Friday, September 14, 2007

Another Week

I "survived" another week. What have I accomplished? What have I done? Well, pretty much nothing. I have no mandate to do what i was employed to do. Living on borrowed time is really quite painful. Knowing that there is much to do, but not being able to do anything is such a torture. The thought of throwing the letter now has crossed my mind, and the urge has been getting ever stronger by the day. But, I know I cannot be rash. I simply need the money.

Like my friend mentioned, given my experience, I should have no lack of offers. Well, in my current state of mind, I really dunno. I mean, I have amassed enough experience to confidently go forth and explore. But therein lies the problem. Confidence is so fragile, it can be easily shattered. Mine has been shattered since I moved into my current seat.
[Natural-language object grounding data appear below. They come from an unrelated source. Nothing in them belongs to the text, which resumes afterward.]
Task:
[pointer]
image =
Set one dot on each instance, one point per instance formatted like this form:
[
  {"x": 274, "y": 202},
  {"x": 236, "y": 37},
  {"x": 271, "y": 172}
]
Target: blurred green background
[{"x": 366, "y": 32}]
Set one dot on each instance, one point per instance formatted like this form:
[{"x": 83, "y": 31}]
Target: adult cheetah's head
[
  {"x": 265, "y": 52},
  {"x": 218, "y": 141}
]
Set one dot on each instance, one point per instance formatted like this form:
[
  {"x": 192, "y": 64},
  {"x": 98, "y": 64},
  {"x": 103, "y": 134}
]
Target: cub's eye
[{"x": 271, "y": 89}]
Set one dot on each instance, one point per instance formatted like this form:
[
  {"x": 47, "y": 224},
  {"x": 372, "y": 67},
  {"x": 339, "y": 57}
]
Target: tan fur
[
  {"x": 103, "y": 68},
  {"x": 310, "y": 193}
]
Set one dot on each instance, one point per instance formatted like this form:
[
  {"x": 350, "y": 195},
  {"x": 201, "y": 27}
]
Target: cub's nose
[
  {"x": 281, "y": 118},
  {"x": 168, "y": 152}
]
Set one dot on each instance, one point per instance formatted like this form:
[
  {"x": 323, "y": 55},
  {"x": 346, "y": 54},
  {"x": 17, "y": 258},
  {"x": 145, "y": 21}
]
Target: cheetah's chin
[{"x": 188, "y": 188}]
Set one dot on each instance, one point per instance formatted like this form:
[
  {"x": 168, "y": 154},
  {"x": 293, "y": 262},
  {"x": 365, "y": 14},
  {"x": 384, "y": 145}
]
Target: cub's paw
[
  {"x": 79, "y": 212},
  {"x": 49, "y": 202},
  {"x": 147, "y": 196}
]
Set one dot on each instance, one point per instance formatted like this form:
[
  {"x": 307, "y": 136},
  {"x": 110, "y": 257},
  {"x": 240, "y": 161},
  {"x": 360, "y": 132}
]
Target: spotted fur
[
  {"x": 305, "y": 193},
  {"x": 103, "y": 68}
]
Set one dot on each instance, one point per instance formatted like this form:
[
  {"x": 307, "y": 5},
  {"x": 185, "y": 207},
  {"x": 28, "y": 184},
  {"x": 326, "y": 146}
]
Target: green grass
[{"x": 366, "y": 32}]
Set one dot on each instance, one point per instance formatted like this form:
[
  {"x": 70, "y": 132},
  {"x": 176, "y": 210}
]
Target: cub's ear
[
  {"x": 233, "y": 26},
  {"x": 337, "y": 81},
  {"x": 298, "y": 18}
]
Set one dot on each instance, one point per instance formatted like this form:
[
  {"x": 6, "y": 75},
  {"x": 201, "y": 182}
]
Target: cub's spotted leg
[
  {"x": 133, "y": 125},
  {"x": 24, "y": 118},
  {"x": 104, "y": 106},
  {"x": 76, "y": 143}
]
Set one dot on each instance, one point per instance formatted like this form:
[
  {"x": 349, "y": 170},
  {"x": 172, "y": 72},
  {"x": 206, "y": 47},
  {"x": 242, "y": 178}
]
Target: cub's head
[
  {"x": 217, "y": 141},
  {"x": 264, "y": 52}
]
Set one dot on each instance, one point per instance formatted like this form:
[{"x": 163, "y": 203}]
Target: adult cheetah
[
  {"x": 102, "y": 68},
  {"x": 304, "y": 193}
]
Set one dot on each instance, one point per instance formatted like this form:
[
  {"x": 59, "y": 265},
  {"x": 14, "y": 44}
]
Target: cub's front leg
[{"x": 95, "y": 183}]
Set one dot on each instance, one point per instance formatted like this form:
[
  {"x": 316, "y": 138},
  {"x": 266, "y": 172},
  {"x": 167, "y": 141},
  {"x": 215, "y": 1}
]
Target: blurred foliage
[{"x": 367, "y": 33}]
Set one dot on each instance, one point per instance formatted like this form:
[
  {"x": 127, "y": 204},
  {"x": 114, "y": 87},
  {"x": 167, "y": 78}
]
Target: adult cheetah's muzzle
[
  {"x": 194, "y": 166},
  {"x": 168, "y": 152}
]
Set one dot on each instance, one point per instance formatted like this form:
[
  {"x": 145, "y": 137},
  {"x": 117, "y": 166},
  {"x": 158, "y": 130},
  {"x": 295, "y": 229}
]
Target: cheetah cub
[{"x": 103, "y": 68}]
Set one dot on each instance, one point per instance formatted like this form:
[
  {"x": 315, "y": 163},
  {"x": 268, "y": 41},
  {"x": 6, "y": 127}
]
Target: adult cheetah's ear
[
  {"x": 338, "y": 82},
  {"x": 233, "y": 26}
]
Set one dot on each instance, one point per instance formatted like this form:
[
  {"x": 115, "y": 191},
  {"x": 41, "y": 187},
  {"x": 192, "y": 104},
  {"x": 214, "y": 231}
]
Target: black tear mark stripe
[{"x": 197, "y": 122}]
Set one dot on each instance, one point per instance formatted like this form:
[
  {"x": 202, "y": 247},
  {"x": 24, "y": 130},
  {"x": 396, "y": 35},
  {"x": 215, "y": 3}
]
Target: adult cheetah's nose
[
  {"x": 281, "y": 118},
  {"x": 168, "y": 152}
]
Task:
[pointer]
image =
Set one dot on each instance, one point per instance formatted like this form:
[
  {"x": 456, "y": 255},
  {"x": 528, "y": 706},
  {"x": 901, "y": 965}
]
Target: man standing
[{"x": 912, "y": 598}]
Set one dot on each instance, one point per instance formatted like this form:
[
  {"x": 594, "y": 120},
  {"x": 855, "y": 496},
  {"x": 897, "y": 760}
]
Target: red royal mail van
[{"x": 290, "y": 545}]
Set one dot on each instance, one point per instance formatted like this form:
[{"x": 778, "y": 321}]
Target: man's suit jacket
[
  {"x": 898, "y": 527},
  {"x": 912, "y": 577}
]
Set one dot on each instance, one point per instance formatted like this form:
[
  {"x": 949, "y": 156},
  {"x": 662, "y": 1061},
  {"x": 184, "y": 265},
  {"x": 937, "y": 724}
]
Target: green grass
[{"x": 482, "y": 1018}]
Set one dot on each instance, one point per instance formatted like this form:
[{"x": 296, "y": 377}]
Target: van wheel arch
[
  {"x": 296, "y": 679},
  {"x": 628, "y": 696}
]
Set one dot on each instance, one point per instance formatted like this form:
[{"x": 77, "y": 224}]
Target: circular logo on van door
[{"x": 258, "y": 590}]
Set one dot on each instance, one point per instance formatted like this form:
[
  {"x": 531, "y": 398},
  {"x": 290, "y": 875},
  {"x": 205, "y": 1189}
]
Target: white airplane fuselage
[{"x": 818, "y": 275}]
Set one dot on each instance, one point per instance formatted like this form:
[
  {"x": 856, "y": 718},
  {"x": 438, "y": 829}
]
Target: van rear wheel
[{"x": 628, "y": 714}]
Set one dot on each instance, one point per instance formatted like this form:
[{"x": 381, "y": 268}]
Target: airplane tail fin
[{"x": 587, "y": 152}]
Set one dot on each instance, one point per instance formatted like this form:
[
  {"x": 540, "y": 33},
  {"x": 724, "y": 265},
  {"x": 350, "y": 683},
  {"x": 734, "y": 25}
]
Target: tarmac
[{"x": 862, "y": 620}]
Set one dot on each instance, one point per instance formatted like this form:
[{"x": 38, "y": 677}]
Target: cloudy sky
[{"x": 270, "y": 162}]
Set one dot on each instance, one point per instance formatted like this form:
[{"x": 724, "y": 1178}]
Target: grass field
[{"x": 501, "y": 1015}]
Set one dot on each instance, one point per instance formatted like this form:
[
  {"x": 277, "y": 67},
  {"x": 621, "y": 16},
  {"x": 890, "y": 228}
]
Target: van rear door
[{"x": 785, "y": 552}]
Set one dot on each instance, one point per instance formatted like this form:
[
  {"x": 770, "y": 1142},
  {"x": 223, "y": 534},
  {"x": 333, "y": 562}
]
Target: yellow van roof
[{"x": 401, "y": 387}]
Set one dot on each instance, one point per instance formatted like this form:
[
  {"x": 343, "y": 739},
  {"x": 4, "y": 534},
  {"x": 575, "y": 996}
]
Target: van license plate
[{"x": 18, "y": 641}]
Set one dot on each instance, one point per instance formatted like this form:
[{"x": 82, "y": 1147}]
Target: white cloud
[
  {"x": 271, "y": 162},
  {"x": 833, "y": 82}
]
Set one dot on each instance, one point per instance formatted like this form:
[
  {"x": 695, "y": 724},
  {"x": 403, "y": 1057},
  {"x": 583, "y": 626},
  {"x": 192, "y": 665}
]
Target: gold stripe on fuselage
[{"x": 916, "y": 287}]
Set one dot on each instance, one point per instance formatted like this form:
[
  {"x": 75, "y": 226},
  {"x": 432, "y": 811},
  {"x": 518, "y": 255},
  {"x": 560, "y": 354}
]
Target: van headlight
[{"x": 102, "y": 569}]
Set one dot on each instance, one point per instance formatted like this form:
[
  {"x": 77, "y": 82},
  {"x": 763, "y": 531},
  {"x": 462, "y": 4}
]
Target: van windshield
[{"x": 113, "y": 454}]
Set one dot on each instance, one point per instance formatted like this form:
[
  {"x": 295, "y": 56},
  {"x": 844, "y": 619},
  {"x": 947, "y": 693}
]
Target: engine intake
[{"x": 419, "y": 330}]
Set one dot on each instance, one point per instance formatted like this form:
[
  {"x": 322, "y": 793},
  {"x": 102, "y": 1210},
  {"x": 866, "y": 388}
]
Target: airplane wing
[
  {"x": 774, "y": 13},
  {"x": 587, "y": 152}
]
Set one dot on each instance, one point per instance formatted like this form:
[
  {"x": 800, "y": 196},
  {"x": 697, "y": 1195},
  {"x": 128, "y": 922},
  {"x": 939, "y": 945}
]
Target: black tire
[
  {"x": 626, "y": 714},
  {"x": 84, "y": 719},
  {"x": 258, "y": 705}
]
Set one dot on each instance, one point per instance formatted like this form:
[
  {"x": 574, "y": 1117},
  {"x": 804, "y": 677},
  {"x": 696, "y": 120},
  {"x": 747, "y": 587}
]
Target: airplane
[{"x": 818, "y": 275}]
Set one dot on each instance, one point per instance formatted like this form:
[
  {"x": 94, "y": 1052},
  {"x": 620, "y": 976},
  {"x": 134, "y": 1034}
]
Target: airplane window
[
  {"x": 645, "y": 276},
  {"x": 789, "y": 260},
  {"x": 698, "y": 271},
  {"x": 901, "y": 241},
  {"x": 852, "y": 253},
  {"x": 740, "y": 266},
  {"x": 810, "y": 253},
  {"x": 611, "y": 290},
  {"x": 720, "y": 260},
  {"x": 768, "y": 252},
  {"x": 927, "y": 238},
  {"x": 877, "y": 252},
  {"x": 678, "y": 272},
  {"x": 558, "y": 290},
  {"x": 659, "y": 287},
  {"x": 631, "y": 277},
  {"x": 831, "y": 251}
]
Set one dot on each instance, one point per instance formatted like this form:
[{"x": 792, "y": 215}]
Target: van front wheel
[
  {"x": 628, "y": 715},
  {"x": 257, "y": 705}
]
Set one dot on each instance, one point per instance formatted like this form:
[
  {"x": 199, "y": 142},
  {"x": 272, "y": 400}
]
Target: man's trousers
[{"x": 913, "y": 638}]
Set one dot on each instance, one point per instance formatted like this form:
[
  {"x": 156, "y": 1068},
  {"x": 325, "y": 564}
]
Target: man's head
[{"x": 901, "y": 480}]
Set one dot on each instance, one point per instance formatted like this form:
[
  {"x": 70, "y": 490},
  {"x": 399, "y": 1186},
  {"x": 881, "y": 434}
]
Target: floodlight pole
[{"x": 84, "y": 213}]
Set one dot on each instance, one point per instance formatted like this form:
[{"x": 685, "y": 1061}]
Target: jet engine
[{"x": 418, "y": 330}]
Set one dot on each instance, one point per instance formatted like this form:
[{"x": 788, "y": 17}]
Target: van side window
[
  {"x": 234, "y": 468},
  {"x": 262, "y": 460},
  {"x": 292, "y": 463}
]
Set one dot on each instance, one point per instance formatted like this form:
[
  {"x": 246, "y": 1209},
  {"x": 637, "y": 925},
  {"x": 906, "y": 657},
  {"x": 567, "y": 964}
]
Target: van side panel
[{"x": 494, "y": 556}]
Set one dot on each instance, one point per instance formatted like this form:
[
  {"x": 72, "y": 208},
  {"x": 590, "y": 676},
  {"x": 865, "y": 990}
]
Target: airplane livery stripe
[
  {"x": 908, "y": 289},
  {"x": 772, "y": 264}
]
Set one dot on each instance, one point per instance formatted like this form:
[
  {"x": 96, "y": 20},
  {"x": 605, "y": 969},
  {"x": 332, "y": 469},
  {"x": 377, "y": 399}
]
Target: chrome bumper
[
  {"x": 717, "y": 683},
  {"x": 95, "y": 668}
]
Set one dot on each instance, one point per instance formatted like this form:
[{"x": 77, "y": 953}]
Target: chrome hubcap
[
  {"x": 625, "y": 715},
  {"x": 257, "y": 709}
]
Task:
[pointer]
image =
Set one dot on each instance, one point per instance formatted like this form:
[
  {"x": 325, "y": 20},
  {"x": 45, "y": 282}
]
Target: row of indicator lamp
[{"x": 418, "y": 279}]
I guess I have moved from being in a position to effect change to a position where I have no room to even make suggestions. Its not like I am an egotistical maniac, just that the company now has a culture that simply shouts for change, but when change is proposed, there are too many possible conflicts that they would eventually revert to the status quo. And I am not even talking about change that would transform, but merely suggestions to make things move in a different manner, for the good of every one concerned. oh well, its not my fight to fight, and to quote my previous director's words, we must pick the fights, the correct fights.

There are 2 certainties now. I will be leaving. I will be leaving by the end of October. In the meantime, i will do my utmost to leave on a good note. I will contribute wherever I can, and leave my mark in this month or so before I do leave.